I am assuming you are talking about my post from this morning. Here is why I think that:
If you watch at about 7:15 or so, they are showing where the bullet casing was found, and where she SAID she shot him. Casings come out of a gun up and to the right..... NOT LEFT.
A couple or three caveats:
1. Jodi Arias is guilty of First Degree Premeditated Murder. She was not abused. Travis Alexander was not a pedophile. Oswald shot Kennedy and 9/11 was not an inside job.
2. Travis Alexander was shot last, as a coup de grace. I assume when he was gurgling and in the throes of reflexive agonal breathing through a cut throat. I'm not proud of it, but I've seen a number of gore site throat cutting videos. It's an excruciating death. Shooting him in the head at that point may be the closest someone as twisted as Arias came to mercy.
In any case, I find it extremely difficult to believe someone could take a penetrating wound to the skull with cavitation of brain tissue and engage in purposeful action. Sure, people have survived head wounds. That doesn't mean they were walking around immediately after.
That said, does anyone have any idea what kind of .25 automatic it was? As it was Arias' grandfather's I would guess it was a an older colt-type with a small right ejector port, but based on the model and the extent of the "full open" of the slide (as with a Taurus, for example) the angle of ejection could be pretty acute. Even with my .45 1911A1 (Colt type) casings have landed to the right of me, to the left, dropped on top of my head.

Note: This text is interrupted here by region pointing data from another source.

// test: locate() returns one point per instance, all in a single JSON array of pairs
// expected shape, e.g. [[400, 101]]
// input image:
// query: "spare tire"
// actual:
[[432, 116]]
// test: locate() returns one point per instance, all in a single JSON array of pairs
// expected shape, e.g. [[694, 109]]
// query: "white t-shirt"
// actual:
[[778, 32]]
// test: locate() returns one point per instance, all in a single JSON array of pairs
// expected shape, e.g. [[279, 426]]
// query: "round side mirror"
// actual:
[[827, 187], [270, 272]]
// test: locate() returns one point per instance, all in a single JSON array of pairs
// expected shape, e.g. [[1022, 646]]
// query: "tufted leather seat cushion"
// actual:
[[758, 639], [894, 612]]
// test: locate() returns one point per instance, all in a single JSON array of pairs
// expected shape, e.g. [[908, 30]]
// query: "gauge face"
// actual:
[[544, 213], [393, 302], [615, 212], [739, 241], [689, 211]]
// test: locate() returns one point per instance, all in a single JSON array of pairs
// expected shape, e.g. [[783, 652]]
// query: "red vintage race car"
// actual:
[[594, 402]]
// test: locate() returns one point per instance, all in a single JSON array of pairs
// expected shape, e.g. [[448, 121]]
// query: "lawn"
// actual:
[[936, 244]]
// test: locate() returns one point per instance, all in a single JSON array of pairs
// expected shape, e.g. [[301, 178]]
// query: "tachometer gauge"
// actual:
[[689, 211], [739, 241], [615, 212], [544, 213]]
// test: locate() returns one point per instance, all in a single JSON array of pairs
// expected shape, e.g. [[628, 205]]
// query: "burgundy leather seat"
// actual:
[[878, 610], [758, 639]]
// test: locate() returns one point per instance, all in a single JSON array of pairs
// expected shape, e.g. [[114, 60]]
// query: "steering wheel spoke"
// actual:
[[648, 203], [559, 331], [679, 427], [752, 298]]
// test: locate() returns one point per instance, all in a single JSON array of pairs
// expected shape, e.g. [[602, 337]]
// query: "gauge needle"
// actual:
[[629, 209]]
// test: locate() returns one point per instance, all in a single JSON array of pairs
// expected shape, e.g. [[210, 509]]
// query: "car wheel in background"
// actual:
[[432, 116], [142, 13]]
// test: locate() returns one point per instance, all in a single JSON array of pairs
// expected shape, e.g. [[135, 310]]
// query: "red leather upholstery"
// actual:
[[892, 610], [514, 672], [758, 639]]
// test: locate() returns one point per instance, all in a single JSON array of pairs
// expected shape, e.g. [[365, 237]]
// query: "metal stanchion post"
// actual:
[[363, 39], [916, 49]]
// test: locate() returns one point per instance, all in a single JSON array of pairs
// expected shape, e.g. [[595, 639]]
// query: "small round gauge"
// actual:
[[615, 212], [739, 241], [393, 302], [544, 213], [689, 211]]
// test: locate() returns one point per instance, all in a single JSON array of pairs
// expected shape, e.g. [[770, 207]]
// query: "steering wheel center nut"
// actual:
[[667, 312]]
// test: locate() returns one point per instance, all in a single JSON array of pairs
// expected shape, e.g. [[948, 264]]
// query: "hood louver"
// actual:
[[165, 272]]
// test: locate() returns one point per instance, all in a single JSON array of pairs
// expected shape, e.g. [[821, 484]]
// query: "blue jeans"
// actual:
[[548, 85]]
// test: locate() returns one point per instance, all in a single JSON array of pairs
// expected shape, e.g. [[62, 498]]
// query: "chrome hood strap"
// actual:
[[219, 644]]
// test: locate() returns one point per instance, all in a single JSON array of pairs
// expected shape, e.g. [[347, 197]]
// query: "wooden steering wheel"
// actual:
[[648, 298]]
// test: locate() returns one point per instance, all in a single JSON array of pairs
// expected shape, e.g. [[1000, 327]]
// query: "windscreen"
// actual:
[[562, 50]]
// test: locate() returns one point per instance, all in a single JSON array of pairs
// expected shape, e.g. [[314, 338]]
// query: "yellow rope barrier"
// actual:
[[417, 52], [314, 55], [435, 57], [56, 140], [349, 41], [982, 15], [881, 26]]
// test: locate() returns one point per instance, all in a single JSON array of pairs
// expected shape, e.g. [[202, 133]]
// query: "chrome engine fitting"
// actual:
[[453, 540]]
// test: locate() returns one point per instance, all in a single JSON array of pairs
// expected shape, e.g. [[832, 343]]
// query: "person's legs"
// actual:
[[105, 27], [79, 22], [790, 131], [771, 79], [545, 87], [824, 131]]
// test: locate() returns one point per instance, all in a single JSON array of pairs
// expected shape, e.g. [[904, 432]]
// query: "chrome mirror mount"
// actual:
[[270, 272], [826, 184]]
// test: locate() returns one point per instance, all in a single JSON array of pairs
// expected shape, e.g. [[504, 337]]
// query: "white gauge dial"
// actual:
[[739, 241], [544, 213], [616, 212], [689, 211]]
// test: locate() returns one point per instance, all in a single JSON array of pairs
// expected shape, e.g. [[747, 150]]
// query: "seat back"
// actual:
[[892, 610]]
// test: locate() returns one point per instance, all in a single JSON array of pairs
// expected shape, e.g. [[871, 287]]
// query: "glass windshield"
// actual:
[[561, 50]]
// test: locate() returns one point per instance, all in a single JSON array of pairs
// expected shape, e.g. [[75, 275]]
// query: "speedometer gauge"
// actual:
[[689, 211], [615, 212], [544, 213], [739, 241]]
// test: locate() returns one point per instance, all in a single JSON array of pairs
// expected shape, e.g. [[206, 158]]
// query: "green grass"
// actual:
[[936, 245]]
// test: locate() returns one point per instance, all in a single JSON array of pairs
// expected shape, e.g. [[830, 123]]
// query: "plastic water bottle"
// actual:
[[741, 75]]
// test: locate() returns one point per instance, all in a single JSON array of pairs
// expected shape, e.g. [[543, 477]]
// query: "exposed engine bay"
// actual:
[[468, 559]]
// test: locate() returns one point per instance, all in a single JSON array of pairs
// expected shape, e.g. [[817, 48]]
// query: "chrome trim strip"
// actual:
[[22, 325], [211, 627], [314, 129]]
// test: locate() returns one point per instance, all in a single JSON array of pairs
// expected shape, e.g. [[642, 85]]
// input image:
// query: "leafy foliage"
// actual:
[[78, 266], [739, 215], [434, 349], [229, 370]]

My subjective experience is that smaller calibers eject further. Longer casings are more erratic when they spin, land and bounce.
That the casing landed in blood tells you the blood was there before the casing. Period. With a single casing you really can't guess as to the position of the shooter. For all we know that single casing bounced off a wall, off the ceiling, onto the floor and bounced again before landing in the blood.
That's all you really need to know: He was already bleeding before he was shot.
Why bring the gun? My impression, based on everything we know about how Arias' mind works, is that it was insurance. Either as part of a half-hearted suicide option, or to deal with the unexpected such as roommates or even another women.